Christian Counselor in Texas — Kyden Counseling

Faith, Clinical Rigor, and the Work

Mack Kyles is a Christian and a licensed psychotherapist. His faith is not a therapeutic modality. It is not something he performs in session. It is part of who he is — part of how he understands human dignity, the weight of suffering, the nature of identity, and what it means to be responsible for a family, a practice, and the people who depend on both.

For clients whose faith is foundational to how they understand themselves and their situation, Mack Kyles is a clinician who doesn’t need that explained. He won’t pathologize it, dismiss it, or treat it as peripheral to the clinical work. He will meet you in your world.

This practice is not a pastoral counseling service. It is not a ministry. It is licensed psychotherapy conducted by a clinician who happens to be a man of faith — and who understands that for many clients, the clinical work and the spiritual framework are not separate things.

What Faith-Informed Clinical Work Looks Like Here

It means the clinical work is grounded in respect for the whole person — including the part of the person that is defined by their relationship with God. It means that when faith, morality, guilt, shame, calling, or identity as a believer are part of what a client brings in, those things are engaged directly — not filtered through a secular clinical framework that treats them as external to the presenting problem.

It means clients who are asking questions like:

  • Is this depression, or is this a spiritual crisis?
  • I made a decision I cannot reconcile with my faith — and I can’t move forward.
  • I am a leader in my church and my life is falling apart behind the scenes.
  • My faith tells me what I should do, but I cannot make myself do it.
  • I don’t know how to talk to a secular therapist about this.
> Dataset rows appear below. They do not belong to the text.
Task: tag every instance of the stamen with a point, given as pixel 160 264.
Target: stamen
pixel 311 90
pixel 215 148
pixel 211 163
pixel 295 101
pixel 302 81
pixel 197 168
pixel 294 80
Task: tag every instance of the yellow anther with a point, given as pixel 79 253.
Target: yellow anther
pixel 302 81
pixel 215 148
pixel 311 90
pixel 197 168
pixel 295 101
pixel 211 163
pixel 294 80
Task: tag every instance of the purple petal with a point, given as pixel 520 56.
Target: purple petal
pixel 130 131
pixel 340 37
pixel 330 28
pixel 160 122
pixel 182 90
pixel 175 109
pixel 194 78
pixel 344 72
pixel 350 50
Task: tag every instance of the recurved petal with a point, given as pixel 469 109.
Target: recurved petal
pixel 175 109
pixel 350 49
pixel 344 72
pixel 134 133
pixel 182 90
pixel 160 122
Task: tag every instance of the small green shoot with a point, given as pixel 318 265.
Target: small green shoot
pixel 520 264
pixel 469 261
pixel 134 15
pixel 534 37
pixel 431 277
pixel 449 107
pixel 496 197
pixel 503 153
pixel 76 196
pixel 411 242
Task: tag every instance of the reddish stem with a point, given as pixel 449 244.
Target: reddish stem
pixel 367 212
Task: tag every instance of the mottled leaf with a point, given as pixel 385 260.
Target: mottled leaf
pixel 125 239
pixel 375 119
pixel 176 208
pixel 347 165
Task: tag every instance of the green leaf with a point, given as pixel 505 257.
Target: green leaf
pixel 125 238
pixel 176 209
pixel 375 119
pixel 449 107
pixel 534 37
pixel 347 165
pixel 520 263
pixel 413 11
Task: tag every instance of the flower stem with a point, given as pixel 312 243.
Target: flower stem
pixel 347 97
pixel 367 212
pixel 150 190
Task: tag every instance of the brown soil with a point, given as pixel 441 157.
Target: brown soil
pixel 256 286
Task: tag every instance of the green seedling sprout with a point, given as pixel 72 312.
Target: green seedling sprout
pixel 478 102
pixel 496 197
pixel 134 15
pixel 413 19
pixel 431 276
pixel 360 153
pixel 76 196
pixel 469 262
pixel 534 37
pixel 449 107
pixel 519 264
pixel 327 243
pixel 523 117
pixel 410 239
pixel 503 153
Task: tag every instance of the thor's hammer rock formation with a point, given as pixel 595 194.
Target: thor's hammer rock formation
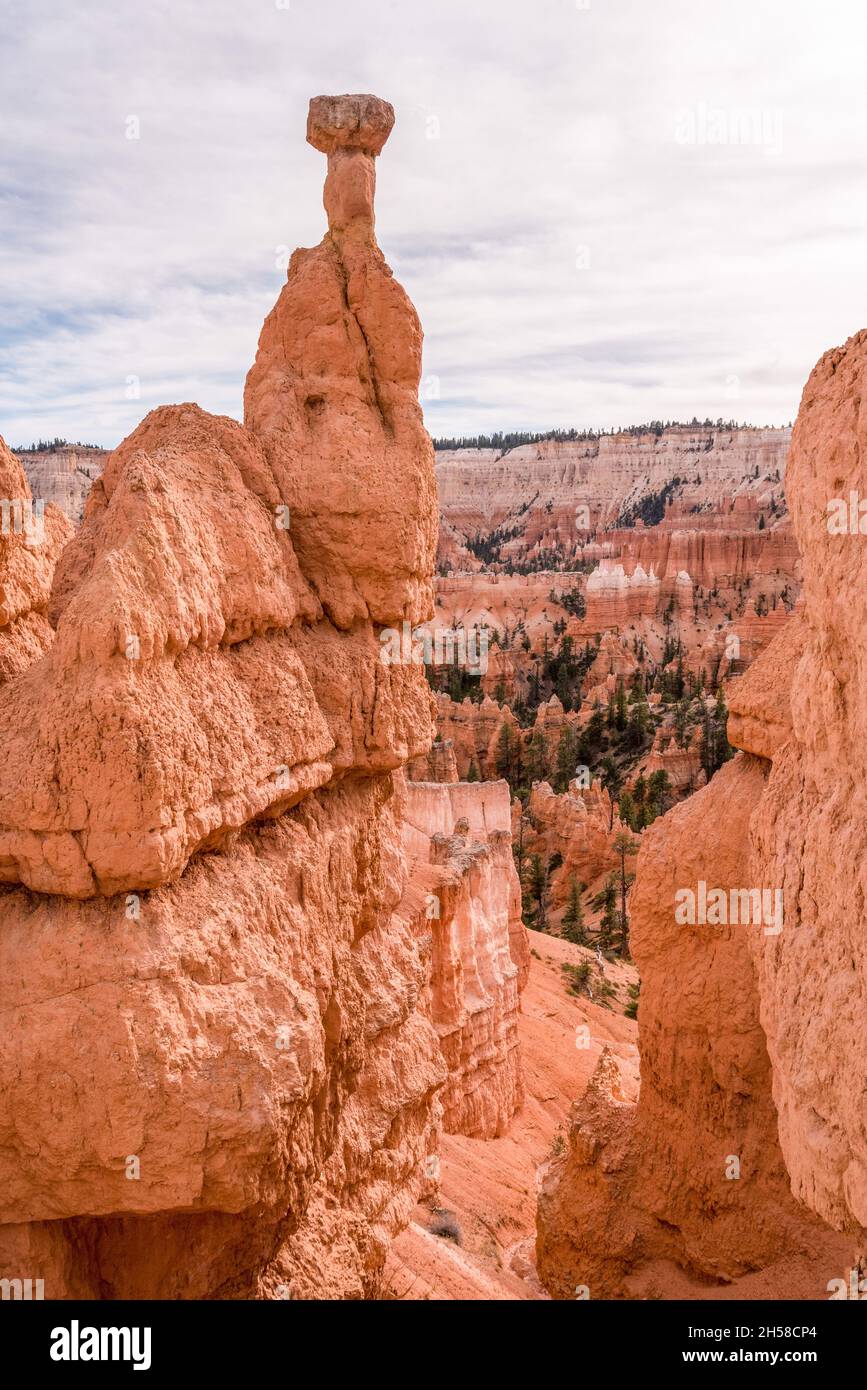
pixel 217 1076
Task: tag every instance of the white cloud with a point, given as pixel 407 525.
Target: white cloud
pixel 574 259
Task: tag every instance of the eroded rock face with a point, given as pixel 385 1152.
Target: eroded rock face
pixel 334 396
pixel 810 834
pixel 31 540
pixel 459 840
pixel 223 1054
pixel 748 1029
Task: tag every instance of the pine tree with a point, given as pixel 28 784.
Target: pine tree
pixel 573 927
pixel 623 845
pixel 607 923
pixel 535 894
pixel 567 758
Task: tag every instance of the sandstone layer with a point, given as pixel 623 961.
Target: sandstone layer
pixel 742 1164
pixel 223 1077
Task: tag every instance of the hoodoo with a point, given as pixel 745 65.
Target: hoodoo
pixel 742 1162
pixel 197 819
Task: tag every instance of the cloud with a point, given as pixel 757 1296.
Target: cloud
pixel 603 214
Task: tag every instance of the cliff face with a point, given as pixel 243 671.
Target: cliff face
pixel 549 495
pixel 742 1162
pixel 197 822
pixel 31 538
pixel 459 840
pixel 63 476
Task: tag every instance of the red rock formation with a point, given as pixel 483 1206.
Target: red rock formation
pixel 459 840
pixel 249 1075
pixel 339 359
pixel 744 1161
pixel 31 540
pixel 580 827
pixel 63 476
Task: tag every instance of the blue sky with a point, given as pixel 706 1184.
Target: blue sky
pixel 605 211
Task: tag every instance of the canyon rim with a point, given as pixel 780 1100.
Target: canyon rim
pixel 431 865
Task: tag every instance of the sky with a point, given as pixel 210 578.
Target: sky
pixel 605 211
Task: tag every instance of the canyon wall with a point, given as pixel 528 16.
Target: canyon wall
pixel 742 1164
pixel 31 540
pixel 224 1068
pixel 549 496
pixel 459 840
pixel 63 476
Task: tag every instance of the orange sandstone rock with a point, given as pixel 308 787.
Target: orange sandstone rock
pixel 223 1076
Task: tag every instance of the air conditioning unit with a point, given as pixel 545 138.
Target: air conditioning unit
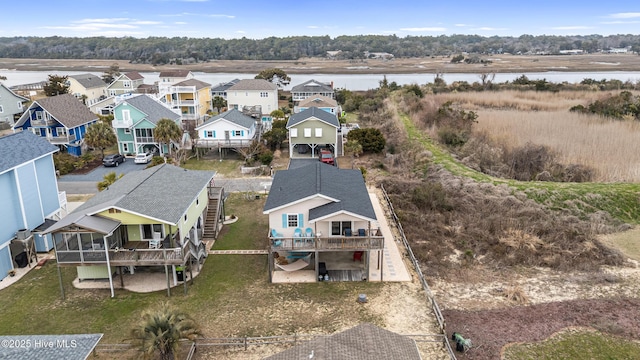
pixel 23 234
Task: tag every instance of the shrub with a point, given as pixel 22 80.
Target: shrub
pixel 371 139
pixel 265 157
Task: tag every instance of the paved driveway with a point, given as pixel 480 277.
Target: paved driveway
pixel 98 173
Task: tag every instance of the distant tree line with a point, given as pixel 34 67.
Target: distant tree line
pixel 179 50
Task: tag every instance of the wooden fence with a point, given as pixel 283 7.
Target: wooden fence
pixel 430 298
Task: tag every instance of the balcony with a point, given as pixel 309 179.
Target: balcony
pixel 56 140
pixel 42 122
pixel 136 253
pixel 118 124
pixel 326 243
pixel 145 140
pixel 182 102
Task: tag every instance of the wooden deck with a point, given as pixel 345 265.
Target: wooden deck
pixel 136 253
pixel 347 243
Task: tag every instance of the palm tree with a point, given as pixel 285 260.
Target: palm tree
pixel 167 131
pixel 100 135
pixel 162 329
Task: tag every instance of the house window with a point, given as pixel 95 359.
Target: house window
pixel 292 220
pixel 338 227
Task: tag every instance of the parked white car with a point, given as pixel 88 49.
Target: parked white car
pixel 143 158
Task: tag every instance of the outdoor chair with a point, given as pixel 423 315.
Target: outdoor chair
pixel 155 244
pixel 308 232
pixel 357 255
pixel 297 235
pixel 277 236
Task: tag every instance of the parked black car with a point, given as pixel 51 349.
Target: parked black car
pixel 113 160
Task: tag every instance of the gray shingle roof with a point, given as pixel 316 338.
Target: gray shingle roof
pixel 133 75
pixel 253 84
pixel 312 86
pixel 234 116
pixel 162 192
pixel 193 82
pixel 65 108
pixel 318 101
pixel 14 94
pixel 18 148
pixel 224 86
pixel 346 186
pixel 89 81
pixel 319 114
pixel 362 342
pixel 68 347
pixel 174 73
pixel 154 110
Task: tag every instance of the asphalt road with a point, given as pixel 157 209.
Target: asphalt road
pixel 88 183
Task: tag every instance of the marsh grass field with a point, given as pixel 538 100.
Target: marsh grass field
pixel 515 118
pixel 502 63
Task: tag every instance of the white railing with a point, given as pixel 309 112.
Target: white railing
pixel 121 123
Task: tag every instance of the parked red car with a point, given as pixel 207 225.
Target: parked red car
pixel 326 157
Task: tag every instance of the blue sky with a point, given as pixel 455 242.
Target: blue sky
pixel 258 19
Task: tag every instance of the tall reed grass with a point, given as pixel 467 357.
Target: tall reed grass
pixel 610 147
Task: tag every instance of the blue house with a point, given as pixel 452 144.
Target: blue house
pixel 62 120
pixel 30 198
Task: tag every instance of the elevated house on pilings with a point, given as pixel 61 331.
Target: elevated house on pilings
pixel 322 226
pixel 162 217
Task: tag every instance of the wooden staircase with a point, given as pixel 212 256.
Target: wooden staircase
pixel 214 212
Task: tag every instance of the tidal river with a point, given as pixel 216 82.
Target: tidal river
pixel 353 82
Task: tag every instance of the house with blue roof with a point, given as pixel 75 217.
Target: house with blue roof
pixel 135 119
pixel 62 120
pixel 141 220
pixel 30 198
pixel 311 130
pixel 11 105
pixel 231 128
pixel 322 223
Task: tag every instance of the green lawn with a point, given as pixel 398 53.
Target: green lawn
pixel 230 297
pixel 227 167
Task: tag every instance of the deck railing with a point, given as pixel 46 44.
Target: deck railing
pixel 126 256
pixel 326 243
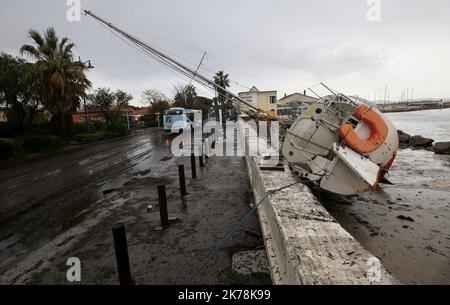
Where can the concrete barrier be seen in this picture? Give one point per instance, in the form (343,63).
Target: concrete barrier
(304,243)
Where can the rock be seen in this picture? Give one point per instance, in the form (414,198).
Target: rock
(419,141)
(442,148)
(403,137)
(407,218)
(248,263)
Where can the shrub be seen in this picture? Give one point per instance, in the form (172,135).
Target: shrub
(7,130)
(10,149)
(94,126)
(42,143)
(117,129)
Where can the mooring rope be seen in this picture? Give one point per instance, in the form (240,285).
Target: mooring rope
(236,228)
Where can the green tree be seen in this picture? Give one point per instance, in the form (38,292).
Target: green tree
(22,105)
(109,103)
(223,81)
(58,80)
(151,96)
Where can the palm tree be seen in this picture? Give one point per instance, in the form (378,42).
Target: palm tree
(58,80)
(220,79)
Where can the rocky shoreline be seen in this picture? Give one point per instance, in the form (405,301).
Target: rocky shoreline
(419,142)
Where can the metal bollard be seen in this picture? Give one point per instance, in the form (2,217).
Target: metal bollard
(193,168)
(163,205)
(182,180)
(123,262)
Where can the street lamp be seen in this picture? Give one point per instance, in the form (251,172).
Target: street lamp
(86,118)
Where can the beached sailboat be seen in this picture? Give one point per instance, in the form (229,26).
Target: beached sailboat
(343,144)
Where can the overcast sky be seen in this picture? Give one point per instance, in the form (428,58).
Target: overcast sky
(272,44)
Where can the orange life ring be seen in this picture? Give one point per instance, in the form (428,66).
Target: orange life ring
(378,127)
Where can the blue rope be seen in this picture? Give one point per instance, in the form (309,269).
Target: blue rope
(229,236)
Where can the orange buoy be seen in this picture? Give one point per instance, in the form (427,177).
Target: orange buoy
(378,128)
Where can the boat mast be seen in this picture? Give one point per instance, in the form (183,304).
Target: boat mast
(173,61)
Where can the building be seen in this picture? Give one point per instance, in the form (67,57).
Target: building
(292,105)
(265,100)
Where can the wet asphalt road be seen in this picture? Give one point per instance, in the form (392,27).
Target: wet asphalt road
(65,206)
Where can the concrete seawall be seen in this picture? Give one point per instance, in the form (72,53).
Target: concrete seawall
(304,243)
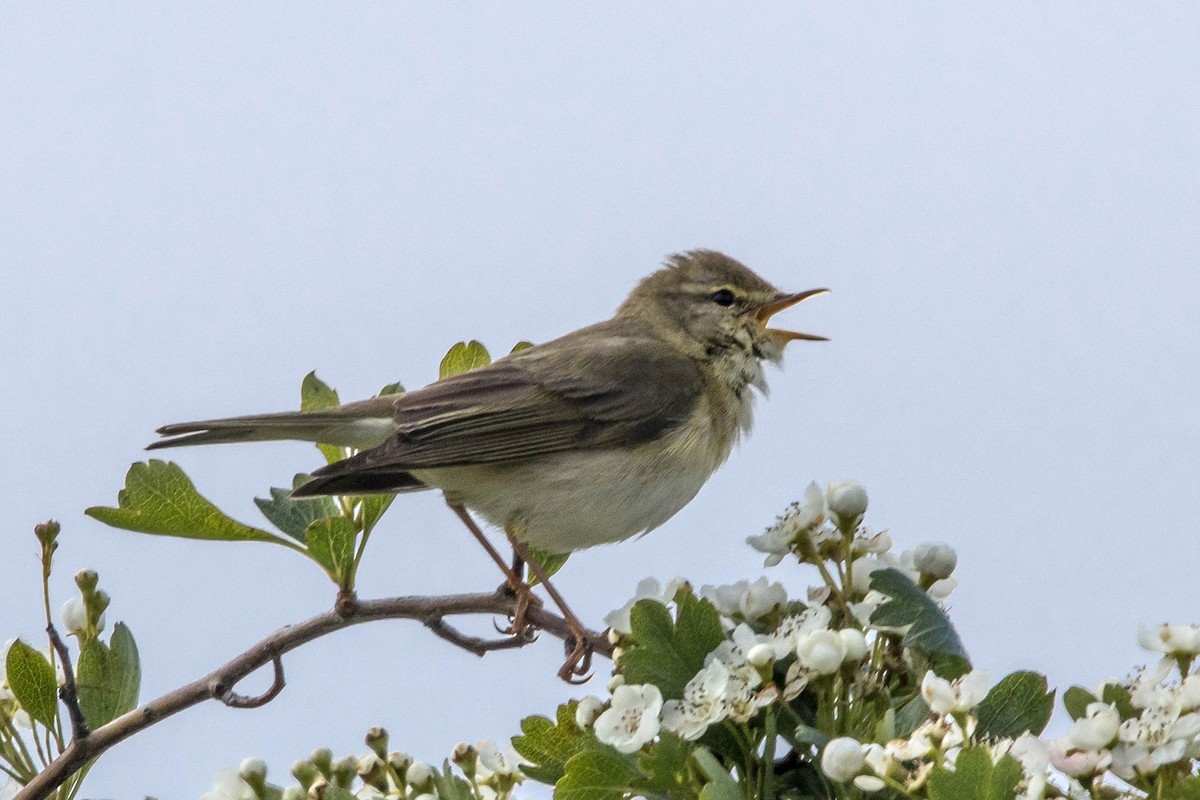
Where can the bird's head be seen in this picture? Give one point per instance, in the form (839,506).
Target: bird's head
(708,299)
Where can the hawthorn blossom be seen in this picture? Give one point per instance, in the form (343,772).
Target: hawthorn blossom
(633,717)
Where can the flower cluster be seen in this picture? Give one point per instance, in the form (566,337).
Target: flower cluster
(484,773)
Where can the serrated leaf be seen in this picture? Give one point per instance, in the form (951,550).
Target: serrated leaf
(665,768)
(331,545)
(595,775)
(1077,699)
(975,777)
(372,509)
(462,358)
(911,715)
(720,785)
(550,744)
(159,498)
(1018,703)
(108,677)
(669,654)
(550,563)
(315,396)
(929,629)
(291,516)
(33,681)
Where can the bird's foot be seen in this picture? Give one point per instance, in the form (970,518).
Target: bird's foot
(517,624)
(577,667)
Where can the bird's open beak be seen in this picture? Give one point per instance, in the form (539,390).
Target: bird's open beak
(786,301)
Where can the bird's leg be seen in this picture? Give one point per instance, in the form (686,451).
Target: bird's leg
(577,667)
(513,579)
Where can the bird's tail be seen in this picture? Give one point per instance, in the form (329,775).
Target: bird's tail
(360,425)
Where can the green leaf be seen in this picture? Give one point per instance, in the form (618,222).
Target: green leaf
(665,768)
(450,786)
(108,677)
(293,517)
(1018,703)
(462,358)
(160,499)
(1077,699)
(372,507)
(595,775)
(550,563)
(720,785)
(33,683)
(929,629)
(1119,696)
(331,545)
(550,744)
(910,716)
(665,654)
(975,777)
(316,396)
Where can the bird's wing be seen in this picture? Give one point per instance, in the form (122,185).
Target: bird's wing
(597,392)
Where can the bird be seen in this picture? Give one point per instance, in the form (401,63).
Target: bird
(592,438)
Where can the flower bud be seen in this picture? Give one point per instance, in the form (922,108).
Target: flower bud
(935,559)
(345,771)
(466,757)
(377,740)
(75,617)
(587,710)
(847,500)
(843,759)
(419,776)
(323,759)
(760,655)
(47,531)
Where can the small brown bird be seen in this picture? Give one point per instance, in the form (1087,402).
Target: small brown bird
(591,438)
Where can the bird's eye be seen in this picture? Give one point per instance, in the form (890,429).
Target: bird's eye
(723,298)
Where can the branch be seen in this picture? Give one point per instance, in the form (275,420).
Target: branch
(220,683)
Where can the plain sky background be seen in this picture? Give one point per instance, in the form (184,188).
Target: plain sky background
(202,203)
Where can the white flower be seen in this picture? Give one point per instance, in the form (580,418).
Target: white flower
(855,642)
(936,559)
(958,696)
(419,774)
(751,601)
(631,719)
(495,764)
(798,519)
(587,710)
(843,759)
(1077,762)
(702,703)
(227,785)
(846,500)
(648,589)
(1171,639)
(1097,728)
Those questions are clinical questions. They are also questions about meaning, identity, moral injury, and the gap between who someone believes they are called to be and who they currently are. Mack Kyles works in that space with clinical precision and personal understanding.

What This Is — and What It Is Not

What it is: Licensed psychotherapy from a Christian clinician. Clinical rigor. Faith-informed perspective. A practice where your faith is respected, engaged, and treated as real rather than peripheral.

What it is not: Pastoral counseling. Prayer-based therapy. A substitute for your pastor, your church, or your faith community. An approach that replaces clinical evidence with scripture.

Mack Kyles is a licensed professional counselor and a master of social work. His clinical approach is solution-focused. His life is grounded in faith. Both things are true, and both things inform the work.

Who Calls This Practice

Christian executives and professionals managing something that intersects their professional life and their faith — moral injury from business decisions, the weight of leadership, the gap between the values they hold and the choices they’ve had to make. Christian couples whose marriage is in real trouble and who want to work with a clinician who shares their framework for what a marriage is supposed to be. Faith community leaders who are experiencing something they cannot bring to their congregation. Christians in the military or law enforcement carrying trauma and moral weight that their faith community doesn’t have the clinical tools to address. Believers who have tried secular therapy and felt the disconnect of a clinician who didn’t understand or respect the role of faith in their life.

Frequently Asked Questions

Is this practice explicitly Christian?
The clinician is a Christian. The practice is not a religious organization. Clinical care is grounded in licensed professional counseling standards and evidence-based approaches. Faith is respected and engaged where it is relevant to the client’s presenting situation — it is not imposed, performed, or made a condition of the work.

Do sessions include prayer?
This is a clinical practice, not a pastoral counseling service. If prayer is meaningful to a client as part of their process, that can be discussed. It is not a standard component of sessions.

Can I work with you if I’m not Christian?
Yes. The practice serves clients of all faith backgrounds and none. The Christian identity of the clinician shapes his worldview and his respect for human dignity — it does not limit who he works with.

I’m struggling with something that my pastor says is sin, but I think it might be a clinical issue. Can we work with that?
Yes. The clinical work can hold the complexity of a situation that involves both moral and clinical dimensions. You don’t have to resolve the theological question before the clinical work begins.

Do you take insurance?
No. Cash-pay only. No insurance accepted or filed. Superbill available upon request for PPO plans.

Is this telehealth only?
Yes, telehealth only (Texas statewide), with one exception: the half-day intensive is in-person only, by arrangement.